Commentary
Quarter Ending September 30, 2008
The Matthews Asia Pacific Equity Income Fund declined –12.30% during the third quarter of 2008, while its benchmark, the MSCI All Country
Asia Pacific Index, fell –20.85%. In September, the Fund distributed its third quarterly dividend of 11.43 cents per share, bringing the total
year-to-date income distribution to 24.82 cents per share.
As of 9/30/2008, the average annual total returns for the Matthews Asia Pacific Equity Income Fund for the one-year period and since
inception (10/31/2006) were –15.36% and 3.34%, respectively.
All performance quoted is past performance and is no guarantee of future results. Investment return and principal
value will fluctuate with changing market conditions so that shares, when redeemed, may be worth more or less than their original
cost. Current performance may be lower or higher than the return figures quoted. Returns would have been lower if certain of the
Fund's fees and expenses had not been waived. Please see the Fund's most recent month-end performance.
Fees and Expenses
Annual Operating Expenses
Fiscal Year 2007 (ended 12/31/07)
Gross1
1.41%
1 Ratio has been restated to reflect current management and administrative and shareholder servicing fees expected to be incurred by the Funds and paid to the Advisor.

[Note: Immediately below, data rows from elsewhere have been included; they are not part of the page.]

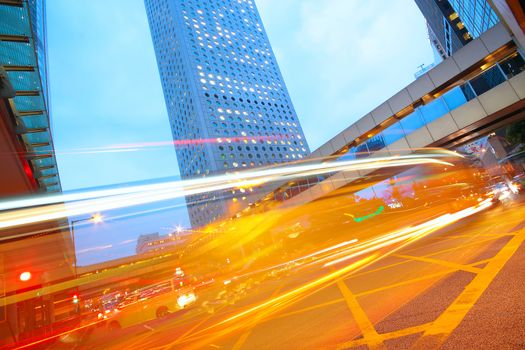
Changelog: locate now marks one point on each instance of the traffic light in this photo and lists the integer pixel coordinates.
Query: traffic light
(25, 276)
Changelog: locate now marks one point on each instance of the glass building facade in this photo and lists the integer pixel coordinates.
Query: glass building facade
(477, 15)
(454, 23)
(228, 105)
(23, 58)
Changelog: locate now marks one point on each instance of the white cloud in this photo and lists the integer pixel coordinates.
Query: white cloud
(341, 58)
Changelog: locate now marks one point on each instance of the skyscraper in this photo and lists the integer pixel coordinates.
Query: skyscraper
(227, 102)
(454, 23)
(23, 56)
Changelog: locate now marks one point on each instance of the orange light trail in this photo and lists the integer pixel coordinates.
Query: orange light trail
(53, 208)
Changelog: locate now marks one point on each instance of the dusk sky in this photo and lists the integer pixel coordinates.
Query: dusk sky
(339, 59)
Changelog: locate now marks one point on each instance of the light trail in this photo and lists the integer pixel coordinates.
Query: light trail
(261, 311)
(47, 208)
(405, 234)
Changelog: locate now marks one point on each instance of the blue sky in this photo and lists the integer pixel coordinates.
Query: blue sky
(339, 59)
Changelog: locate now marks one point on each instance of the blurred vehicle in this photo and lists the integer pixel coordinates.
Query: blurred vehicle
(154, 302)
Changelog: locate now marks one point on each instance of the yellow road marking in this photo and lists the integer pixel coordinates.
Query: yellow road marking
(242, 339)
(368, 331)
(445, 324)
(427, 255)
(310, 308)
(402, 283)
(385, 336)
(472, 242)
(440, 262)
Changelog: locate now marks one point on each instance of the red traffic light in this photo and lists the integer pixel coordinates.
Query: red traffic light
(25, 276)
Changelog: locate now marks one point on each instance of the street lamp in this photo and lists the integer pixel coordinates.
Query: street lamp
(95, 218)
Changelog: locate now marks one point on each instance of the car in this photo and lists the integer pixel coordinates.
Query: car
(154, 302)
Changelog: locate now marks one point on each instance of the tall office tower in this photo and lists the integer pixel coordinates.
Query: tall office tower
(24, 58)
(477, 15)
(452, 24)
(39, 254)
(445, 30)
(227, 102)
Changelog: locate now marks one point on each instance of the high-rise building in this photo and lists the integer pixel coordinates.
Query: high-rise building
(24, 58)
(477, 15)
(38, 255)
(452, 24)
(227, 102)
(445, 30)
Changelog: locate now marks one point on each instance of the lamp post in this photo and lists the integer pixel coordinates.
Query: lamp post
(95, 218)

The Advisor has contractually agreed to waive fees and reimburse expenses to the extent needed to limit total annual operating expenses to 1.50% until October 31, 2009. Matthews Asia Funds do not charge 12b-1 fees.
Sir John Templeton, an astute contrarian and pioneer of international investing once said, “Bull markets are born on pessimism,
grow on skepticism, mature on optimism and die on euphoria.” During the past year, global equity markets have gone from a state of
euphoria to one of pessimism bordering on depression as we entered into October. During the quarter, the focal point of anxiety in
equity markets shifted from global inflationary pressures to the ongoing viability of the global financial system. While the
epicenter of the credit crisis and its secondary effects on global economic growth have mainly resided in the U.S. and Europe,
shares in Asian companies sold off as risk aversion rose. This was especially true for companies reliant on easy access to credit.

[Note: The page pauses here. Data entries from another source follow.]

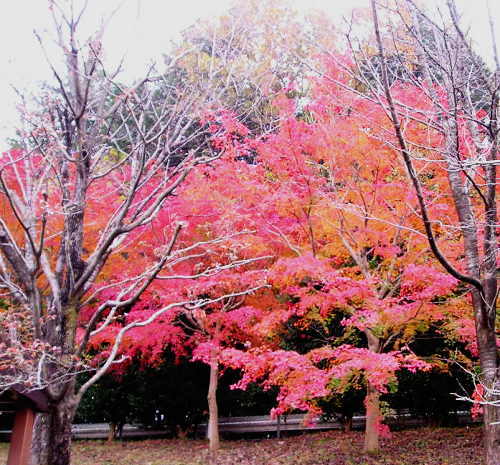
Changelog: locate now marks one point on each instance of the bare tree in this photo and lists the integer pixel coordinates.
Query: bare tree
(458, 102)
(90, 142)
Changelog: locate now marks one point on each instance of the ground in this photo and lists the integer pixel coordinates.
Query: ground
(425, 446)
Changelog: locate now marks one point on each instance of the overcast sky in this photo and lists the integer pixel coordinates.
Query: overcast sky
(142, 29)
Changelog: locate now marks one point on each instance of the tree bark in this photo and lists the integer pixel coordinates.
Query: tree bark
(213, 414)
(52, 436)
(372, 402)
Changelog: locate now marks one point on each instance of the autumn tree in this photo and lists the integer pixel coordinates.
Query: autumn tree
(96, 172)
(456, 103)
(333, 207)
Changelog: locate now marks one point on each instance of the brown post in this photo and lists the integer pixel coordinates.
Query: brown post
(20, 442)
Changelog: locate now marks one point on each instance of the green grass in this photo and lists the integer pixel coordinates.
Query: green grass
(425, 446)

However, long-term investors would be well served to pay more attention to the insights of Sir John Templeton than the daily gyrations
of the stock ticker. As volatility increases, investors tend to shorten their investment horizon and question the rationale of their
investments. However, falling equity markets, while painful in the short term, also represent periods of opportunity, especially for
investors who can stomach the volatility and maintain a long-term time horizon.

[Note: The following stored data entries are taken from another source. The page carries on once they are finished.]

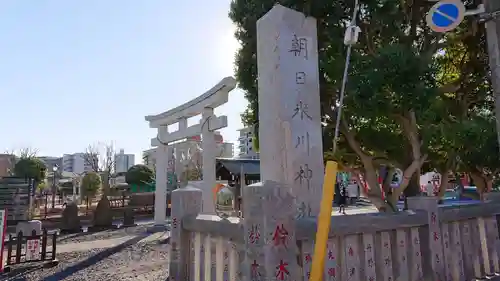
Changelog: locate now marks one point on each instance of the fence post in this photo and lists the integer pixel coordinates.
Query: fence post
(9, 250)
(432, 247)
(185, 201)
(19, 244)
(269, 228)
(44, 245)
(54, 243)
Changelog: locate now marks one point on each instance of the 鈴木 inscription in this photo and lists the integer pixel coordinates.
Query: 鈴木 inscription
(301, 110)
(299, 47)
(304, 175)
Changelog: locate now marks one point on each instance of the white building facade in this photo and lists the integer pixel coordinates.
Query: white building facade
(75, 163)
(123, 161)
(246, 145)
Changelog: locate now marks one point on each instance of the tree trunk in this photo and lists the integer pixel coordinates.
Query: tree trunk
(105, 184)
(482, 182)
(444, 183)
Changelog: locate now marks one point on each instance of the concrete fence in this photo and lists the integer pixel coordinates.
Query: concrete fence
(271, 243)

Today, the investment universe of companies available to the Fund has greatly expanded compared to a year ago. The sell-off has
allowed the Fund to consider and purchase shares in companies we deemed to be strong future dividend growers. These companies were
previously not attractive due to demanding valuations. Another category of investment opportunity has involved companies that,
in our opinion, had experienced selling in excess of fundamentals. This was exemplified by the Fund’s addition of two Japanese real estate
investment trusts (REITs), MID REIT and United Urban Investment Corp. The REIT sector in Japan, particularly REITs with a market
capitalization of less than $1 billion, had experienced severe selling year-to-date due to concerns of an asset/liability mismatch in
the funding of property purchases. In Japan, property acquisitions had mainly been financed with cheap short-term debt, which greatly
increased refinancing risk, especially as previously abundant access to credit dried up. However, as a result of falling share prices,
the dividend yield had increased to 11.9% and 7.8%, respectively, for the two REITs, representing a wide spread over the local 10-year
government bond yield at 1.5%. Furthermore, both REITs had resolved their immediate financing needs and were trading below the value of
their property portfolios.
The relative outperformance of the Fund vis-à-vis its benchmark during the first nine months of the year underscores the notion that when
it comes to investing in the Asia Pacific region, just as in the U.S., strategy does matter. The Fund’s focus on companies with strong and
sustainable cash flows, limited debt levels and growing dividends, offered some resilience even as selling of Asian equities in many cases
appeared indiscriminate. Companies with less leverage and strong operational cash flows have less need to tap credit markets, insulating them
somewhat from a lack of short-term credit to finance capital expenditures or meet short-term working capital needs. Importantly, it also
provides funding for ongoing growth in dividend payments.
The views and opinions in this commentary were current as of September 30, 2008. They are not guarantees of performance or investment
results and should not be taken as investment advice. Investment decisions reflect a variety of factors, and the managers reserve the right to
change their views about individual stocks, sectors, and the markets at any time. As a result, the views expressed should not be relied upon as a
forecast of the Funds' future investment intent.
Statements of fact are from sources considered reliable, but neither the Funds nor the Investment Advisor makes any representation or guarantee as to their completeness or accuracy.
As of 9/30/08, MID Reit, Inc. accounted for 0.9% of the Matthews Asia Pacific Equity Income Fund, and United Urban Investment Corp. accounted for 0.6% of the Fund.